* [PATCH v2] net: ip_finish_output_gso: If skb_gso_network_seglen exceeds MTU, allow segmentation for local udp tunneled skbs
@ 2016-07-15 11:43 Shmulik Ladkani
2016-07-18 10:06 ` Hannes Frederic Sowa
0 siblings, 1 reply; 4+ messages in thread
From: Shmulik Ladkani @ 2016-07-15 11:43 UTC (permalink / raw)
To: David S . Miller, netdev
Cc: shmulik.ladkani, Eric Dumazet, Shmulik Ladkani,
Hannes Frederic Sowa, Florian Westphal
Given:
- tap0 and vxlan0 are bridged
- vxlan0 stacked on eth0, eth0 having small mtu (e.g. 1400)
Assume GSO skbs arriving from tap0 having a gso_size as determined by
user-provided virtio_net_hdr (e.g. 1460 corresponding to VM mtu of 1500).
After encapsulation these skbs have skb_gso_network_seglen that exceed
eth0's ip_skb_dst_mtu.
These skbs are accidentally passed to ip_finish_output2 AS IS.
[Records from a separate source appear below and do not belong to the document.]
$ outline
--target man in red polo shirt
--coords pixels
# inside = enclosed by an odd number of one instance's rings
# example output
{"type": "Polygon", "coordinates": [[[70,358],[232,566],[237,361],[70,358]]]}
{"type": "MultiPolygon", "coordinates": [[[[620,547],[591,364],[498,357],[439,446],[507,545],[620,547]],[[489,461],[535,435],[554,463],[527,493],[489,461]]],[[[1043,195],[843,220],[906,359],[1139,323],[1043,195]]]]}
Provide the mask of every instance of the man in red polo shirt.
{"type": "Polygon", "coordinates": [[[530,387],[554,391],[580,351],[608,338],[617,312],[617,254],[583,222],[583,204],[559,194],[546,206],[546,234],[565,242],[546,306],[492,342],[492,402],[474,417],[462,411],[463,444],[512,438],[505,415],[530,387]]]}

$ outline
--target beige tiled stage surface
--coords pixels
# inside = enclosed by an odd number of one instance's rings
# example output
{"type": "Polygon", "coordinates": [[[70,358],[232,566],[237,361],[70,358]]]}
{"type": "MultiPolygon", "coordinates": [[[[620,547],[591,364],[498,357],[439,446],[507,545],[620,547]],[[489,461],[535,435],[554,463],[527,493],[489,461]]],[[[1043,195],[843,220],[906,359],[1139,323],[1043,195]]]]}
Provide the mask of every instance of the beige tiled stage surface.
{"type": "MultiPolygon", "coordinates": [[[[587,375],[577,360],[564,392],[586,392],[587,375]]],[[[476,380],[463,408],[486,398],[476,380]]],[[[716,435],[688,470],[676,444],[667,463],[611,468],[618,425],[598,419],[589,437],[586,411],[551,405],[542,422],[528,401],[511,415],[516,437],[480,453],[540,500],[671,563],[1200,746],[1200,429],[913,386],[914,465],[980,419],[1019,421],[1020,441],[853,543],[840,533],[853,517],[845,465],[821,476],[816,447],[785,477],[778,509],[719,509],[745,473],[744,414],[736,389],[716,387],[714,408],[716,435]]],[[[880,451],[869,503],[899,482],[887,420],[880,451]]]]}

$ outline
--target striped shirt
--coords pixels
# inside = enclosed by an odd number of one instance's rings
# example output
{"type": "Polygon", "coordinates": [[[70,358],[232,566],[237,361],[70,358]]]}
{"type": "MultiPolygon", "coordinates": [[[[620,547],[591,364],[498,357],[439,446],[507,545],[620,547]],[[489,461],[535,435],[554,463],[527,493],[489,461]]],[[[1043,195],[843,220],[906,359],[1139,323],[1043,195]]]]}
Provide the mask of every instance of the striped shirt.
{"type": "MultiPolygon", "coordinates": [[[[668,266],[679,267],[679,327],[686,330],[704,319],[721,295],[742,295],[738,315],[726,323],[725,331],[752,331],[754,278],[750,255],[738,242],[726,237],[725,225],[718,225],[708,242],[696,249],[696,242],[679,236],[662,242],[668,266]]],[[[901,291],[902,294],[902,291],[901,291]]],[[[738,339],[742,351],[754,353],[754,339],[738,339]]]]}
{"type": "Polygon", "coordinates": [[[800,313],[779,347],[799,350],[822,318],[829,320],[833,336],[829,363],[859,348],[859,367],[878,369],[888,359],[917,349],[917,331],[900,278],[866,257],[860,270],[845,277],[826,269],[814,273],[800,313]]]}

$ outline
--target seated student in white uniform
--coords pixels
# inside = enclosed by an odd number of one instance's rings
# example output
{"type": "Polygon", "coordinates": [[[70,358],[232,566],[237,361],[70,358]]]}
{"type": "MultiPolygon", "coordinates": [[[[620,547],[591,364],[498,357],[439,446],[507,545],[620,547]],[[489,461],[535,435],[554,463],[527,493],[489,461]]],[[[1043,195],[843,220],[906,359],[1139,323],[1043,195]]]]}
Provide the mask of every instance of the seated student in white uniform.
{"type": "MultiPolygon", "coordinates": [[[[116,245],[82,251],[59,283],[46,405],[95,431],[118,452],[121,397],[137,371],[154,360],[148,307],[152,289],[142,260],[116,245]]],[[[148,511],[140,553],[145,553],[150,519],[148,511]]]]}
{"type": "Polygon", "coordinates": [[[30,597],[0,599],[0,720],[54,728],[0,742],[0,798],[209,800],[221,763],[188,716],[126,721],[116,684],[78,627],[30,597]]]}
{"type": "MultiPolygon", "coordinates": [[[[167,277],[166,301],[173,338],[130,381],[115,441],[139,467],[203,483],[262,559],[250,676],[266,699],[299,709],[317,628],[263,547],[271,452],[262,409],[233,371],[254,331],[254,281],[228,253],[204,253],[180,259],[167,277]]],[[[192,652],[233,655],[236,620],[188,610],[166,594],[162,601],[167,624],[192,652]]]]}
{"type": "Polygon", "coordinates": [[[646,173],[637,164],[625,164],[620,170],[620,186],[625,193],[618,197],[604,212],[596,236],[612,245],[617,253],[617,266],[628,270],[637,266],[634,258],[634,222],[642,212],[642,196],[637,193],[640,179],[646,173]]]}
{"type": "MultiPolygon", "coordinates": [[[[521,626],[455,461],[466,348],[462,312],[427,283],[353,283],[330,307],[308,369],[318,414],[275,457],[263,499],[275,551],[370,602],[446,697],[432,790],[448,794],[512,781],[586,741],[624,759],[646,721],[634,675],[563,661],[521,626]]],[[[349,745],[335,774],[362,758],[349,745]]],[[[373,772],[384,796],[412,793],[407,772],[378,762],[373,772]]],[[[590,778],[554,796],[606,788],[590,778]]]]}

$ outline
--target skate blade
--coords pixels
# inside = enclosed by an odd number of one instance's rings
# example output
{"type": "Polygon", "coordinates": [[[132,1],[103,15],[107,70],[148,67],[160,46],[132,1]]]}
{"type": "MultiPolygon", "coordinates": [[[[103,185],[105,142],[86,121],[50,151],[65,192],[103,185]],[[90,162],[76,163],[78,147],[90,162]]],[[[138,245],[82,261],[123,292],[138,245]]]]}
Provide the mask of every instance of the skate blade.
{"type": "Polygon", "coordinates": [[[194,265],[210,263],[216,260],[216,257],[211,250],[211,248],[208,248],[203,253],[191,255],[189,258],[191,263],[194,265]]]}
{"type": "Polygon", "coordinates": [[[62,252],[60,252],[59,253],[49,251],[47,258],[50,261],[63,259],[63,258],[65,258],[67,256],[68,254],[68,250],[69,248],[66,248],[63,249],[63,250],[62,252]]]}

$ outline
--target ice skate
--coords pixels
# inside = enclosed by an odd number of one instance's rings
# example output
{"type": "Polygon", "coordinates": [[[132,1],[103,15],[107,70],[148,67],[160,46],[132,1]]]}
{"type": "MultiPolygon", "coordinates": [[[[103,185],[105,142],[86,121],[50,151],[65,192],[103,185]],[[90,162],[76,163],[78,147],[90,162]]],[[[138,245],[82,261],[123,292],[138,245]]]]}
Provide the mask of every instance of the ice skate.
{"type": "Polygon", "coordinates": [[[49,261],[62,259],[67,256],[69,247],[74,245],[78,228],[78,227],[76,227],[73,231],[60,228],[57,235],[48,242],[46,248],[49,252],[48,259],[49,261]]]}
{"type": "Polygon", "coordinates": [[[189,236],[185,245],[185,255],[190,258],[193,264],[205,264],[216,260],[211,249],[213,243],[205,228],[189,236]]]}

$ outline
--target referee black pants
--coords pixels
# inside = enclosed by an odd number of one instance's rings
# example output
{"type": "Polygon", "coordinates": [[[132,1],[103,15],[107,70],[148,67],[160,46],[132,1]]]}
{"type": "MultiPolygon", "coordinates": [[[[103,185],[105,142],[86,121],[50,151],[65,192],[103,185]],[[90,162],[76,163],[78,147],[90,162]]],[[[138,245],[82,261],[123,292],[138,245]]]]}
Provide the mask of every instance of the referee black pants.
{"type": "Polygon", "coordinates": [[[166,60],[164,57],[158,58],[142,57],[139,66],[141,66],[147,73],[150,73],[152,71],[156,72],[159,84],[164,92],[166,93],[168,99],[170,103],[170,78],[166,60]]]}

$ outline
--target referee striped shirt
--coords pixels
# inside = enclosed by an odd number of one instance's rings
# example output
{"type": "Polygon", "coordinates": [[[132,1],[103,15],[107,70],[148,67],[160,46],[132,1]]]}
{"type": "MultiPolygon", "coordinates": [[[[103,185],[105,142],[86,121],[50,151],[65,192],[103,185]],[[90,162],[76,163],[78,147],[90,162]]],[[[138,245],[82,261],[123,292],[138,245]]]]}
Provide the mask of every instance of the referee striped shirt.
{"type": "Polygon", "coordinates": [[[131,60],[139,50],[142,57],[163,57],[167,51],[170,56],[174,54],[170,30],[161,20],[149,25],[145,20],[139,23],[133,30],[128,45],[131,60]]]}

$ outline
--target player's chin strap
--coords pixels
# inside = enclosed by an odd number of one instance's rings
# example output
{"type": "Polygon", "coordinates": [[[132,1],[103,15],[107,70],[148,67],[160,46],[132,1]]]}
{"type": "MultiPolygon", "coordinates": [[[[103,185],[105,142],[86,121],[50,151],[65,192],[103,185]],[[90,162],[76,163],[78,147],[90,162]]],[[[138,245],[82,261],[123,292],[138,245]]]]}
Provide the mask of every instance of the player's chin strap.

Alas, each final segment (segmented either by validate_xmit_skb or by
hardware UFO) would be larger than eth0 mtu.
As a result, those above-mtu segments get dropped on certain networks.
This behavior is not aligned with the NON-GSO case:
Assume a non-gso 1500-sized IP packet arrives from tap0. After
encapsulation, the vxlan datagram is fragmented normally at the
ip_finish_output-->ip_fragment code path.
The expected behavior for the GSO case would be segmenting the
"gso-oversized" skb first, then fragmenting each segment according to
dst mtu, and finally passing the resulting fragments to ip_finish_output2.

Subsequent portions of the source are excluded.